The United Kingdom’s current account deficit for the third quarter was reported at £12.1 billion. This was a notable improvement compared to the forecasted deficit of £21.3 billion.
The lower-than-expected deficit suggests stronger performance in trade or financial flows. Such an outcome indicates resilience within the UK’s economic transactions with the rest of the world.
Influence on Economic Planning
This difference between the forecast and actual figures may influence economic planning and fiscal strategies. Policymakers could use this data to reassess economic conditions and make adjustments if necessary.
We are seeing that the UK’s current account deficit for the third quarter of 2025 was much smaller than anyone predicted, which is a positive signal for the economy. A smaller deficit reduces pressure on the pound sterling. This unexpected strength should provide a solid floor for the currency heading into the new year.
This news strengthens the case for being bullish on the pound in the currency markets. We could see traders buying GBP/USD call options to bet on its rise, or selling put options with the view that its downside is now limited. This sentiment is supported by recent Office for National Statistics data from early December 2025 showing a surprise uptick in export orders, particularly in the services sector.

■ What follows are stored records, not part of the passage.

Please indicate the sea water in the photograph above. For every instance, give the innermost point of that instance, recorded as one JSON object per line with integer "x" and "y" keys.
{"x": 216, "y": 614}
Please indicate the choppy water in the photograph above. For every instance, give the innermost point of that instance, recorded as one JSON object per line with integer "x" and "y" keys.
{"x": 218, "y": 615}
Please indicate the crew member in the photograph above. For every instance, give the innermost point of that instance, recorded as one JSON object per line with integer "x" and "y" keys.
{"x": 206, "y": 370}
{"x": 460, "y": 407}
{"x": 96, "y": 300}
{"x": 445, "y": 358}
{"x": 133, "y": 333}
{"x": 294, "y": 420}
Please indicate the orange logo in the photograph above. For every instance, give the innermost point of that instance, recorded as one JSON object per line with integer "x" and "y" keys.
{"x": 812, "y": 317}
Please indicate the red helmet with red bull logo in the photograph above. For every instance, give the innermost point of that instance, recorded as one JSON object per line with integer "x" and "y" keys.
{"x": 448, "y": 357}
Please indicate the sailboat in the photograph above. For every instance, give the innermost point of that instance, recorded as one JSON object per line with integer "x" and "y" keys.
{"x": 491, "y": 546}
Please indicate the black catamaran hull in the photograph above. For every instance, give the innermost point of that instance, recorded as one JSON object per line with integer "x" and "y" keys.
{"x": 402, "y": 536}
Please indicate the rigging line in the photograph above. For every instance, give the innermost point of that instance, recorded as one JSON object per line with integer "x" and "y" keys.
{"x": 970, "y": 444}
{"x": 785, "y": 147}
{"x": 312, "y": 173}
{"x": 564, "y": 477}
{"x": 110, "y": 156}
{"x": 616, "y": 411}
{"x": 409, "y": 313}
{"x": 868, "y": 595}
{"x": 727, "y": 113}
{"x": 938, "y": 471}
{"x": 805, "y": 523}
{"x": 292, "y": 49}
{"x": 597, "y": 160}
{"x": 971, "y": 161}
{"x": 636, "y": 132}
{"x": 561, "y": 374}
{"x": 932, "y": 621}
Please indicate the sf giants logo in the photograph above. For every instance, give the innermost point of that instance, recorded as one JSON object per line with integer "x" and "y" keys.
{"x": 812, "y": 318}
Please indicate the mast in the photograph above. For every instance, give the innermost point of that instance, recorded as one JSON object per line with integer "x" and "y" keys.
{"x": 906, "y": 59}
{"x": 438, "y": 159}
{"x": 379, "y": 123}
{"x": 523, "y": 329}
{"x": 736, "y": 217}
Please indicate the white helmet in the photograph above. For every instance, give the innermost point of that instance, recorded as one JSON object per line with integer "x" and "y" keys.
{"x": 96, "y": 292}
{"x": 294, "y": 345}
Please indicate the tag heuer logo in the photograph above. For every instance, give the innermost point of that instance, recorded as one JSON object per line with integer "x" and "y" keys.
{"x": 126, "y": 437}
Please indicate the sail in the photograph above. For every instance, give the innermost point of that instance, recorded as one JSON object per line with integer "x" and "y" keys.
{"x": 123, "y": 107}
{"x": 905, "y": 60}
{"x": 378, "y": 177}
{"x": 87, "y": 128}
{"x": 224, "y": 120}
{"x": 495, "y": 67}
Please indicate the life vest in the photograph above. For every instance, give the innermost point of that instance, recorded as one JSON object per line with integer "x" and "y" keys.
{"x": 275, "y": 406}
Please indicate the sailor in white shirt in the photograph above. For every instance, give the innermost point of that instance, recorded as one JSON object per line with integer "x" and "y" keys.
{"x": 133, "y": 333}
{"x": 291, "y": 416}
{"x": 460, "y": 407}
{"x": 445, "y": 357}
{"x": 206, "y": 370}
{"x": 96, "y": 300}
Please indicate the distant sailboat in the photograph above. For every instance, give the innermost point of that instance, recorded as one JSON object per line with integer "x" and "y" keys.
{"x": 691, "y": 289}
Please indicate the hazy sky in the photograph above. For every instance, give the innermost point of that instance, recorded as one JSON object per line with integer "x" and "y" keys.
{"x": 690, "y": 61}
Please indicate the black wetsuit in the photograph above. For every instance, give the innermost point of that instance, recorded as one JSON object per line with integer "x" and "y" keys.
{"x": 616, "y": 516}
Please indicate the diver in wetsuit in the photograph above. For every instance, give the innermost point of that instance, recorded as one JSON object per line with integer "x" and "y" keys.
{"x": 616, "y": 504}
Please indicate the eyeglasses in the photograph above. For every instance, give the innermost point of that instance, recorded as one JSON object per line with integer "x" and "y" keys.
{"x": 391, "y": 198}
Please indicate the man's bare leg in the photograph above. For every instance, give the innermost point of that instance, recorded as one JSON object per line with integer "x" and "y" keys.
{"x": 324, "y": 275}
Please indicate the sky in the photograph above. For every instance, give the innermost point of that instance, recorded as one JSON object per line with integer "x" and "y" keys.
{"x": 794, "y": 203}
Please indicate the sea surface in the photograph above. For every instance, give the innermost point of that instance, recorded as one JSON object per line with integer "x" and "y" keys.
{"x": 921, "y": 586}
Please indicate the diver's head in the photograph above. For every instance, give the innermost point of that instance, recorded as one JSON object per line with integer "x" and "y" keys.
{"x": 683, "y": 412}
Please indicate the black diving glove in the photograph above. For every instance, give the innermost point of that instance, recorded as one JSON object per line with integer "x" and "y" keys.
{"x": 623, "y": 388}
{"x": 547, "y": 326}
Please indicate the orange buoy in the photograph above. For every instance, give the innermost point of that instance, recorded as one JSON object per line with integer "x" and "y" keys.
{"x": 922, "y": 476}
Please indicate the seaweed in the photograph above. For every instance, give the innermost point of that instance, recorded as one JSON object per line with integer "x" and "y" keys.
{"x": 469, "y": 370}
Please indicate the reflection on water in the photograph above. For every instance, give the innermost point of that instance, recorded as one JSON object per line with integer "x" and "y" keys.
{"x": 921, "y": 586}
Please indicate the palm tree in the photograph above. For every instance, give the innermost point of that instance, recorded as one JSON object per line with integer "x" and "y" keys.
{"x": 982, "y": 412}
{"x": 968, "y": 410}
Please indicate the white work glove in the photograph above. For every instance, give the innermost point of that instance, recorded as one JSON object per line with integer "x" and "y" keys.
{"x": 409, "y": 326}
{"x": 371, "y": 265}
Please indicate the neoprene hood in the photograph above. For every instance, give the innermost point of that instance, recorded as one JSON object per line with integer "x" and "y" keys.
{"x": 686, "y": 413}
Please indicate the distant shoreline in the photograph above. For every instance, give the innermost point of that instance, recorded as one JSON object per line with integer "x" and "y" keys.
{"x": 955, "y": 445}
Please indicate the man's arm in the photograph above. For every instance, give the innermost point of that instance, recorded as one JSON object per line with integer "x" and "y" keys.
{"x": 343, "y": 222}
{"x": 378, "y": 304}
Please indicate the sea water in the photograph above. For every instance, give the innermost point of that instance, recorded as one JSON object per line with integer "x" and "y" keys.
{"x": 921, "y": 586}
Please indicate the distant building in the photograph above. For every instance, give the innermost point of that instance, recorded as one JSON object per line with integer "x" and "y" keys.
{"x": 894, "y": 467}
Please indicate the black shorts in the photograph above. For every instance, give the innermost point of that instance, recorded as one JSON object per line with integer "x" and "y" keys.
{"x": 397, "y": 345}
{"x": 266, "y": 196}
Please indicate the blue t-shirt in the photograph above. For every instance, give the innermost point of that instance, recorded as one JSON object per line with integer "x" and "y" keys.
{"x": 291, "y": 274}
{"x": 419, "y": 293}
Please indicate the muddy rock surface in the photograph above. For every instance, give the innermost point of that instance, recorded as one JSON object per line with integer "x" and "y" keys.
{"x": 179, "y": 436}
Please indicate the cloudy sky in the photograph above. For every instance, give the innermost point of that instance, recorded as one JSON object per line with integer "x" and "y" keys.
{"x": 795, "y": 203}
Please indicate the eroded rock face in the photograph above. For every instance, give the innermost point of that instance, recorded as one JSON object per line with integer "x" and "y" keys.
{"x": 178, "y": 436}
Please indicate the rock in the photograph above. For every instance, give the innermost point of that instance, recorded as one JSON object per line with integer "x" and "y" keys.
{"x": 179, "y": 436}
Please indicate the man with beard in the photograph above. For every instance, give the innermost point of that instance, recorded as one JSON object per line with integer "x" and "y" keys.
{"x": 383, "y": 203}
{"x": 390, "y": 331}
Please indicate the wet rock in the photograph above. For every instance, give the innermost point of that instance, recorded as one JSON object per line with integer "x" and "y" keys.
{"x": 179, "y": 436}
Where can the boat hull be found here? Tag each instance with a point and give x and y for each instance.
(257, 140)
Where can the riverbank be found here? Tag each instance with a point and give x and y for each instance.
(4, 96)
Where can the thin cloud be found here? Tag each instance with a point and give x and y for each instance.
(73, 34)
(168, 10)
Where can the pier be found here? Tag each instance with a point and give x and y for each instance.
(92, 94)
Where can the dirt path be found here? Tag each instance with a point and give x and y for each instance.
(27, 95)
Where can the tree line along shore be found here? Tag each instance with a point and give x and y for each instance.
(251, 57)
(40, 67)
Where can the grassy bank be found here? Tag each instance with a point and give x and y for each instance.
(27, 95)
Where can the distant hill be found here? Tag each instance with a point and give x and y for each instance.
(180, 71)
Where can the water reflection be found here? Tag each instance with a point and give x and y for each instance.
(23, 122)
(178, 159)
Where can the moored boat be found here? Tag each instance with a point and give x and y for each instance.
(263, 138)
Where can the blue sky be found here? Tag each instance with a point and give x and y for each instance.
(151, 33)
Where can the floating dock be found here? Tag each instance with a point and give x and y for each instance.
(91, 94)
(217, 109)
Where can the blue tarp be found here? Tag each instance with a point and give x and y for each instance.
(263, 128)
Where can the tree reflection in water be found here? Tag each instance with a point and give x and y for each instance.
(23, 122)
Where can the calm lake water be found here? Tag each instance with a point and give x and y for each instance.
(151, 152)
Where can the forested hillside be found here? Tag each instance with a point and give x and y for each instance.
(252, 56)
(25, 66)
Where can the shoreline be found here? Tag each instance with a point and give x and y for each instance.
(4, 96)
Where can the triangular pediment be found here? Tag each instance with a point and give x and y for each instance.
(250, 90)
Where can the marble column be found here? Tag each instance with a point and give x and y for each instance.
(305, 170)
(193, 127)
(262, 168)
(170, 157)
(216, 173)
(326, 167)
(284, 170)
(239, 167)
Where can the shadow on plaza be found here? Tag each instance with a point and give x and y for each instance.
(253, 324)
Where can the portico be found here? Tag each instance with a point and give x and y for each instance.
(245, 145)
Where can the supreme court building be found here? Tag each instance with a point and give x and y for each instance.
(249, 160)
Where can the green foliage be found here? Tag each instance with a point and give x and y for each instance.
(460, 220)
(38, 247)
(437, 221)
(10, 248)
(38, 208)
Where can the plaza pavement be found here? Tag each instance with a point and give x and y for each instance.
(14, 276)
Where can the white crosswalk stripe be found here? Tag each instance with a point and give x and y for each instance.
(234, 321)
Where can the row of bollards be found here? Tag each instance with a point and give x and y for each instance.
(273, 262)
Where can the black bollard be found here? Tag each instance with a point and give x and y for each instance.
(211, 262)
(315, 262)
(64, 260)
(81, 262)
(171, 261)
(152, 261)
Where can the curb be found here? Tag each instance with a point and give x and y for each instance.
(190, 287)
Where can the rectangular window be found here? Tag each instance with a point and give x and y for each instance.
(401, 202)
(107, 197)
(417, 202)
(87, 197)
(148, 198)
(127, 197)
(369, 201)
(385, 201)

Potential Impact on Interest Rates
The smaller deficit may also influence the Bank of England’s thinking on interest rates. With the latest November 2025 inflation figure holding stubbornly at 2.8%, a stronger economic backdrop reduces the need for the Bank to consider rate cuts in the first half of 2026. We can expect traders to adjust positions in interest rate swaps and SONIA futures to price in a longer hold at the current 4.5% base rate.
For the stock market, this suggests the UK economy is more resilient than previously thought, which is beneficial for domestically-focused companies. We might anticipate increased interest in call options on the FTSE 250 index. This is a significant improvement from the concerns we had back in 2023 and 2024 regarding the UK’s twin deficits.